Open-chain analysis of single stance

Abstract

In this study we present a model by which the kinematics of single stance standing can be formulated and solved from forceplate measurements. A three-segment model with four rotation coordinates, two at the ankle and two at the hip, was developed as an open chain of linkages, with the trunk treated as the end-effector. Using the Denavit-Hartenberg notation, the trajectory of the center of mass (CoM) was evaluated by an iteration procedure, combining angular momentum principles with direct integration of the equations of motion. Kinematics and torques in the joints were thereafter solved. Single stance standing experiments were made on six healthy subjects and forceplate measurements served as input data for the model. The results show that the typical CoM excursion is within 2-3 cm roughly one order of magnitude higher than in double stance standing. Average oscillations of the joint angles ranged from 0.79 to 4.57 deg, with the higher values taking place in the hip sagittal rotation.
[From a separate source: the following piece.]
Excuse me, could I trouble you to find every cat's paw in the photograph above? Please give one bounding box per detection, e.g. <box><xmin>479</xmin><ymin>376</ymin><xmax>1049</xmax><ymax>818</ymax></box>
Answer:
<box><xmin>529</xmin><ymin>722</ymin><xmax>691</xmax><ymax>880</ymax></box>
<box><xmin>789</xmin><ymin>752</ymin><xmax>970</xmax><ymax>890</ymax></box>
The highest torques were coronal, at the hip, amounting to an average of 141 Nm. It was also found that when moving from ankle to hip the sequence of torque and angular displacement is inverted, indicating that the power delivered to the muscles at the distal/proximal joint is taken back by the muscles acting about the upper/lower joint. This provides evidence for the central strategy of the body to keep the CoM in a stable position.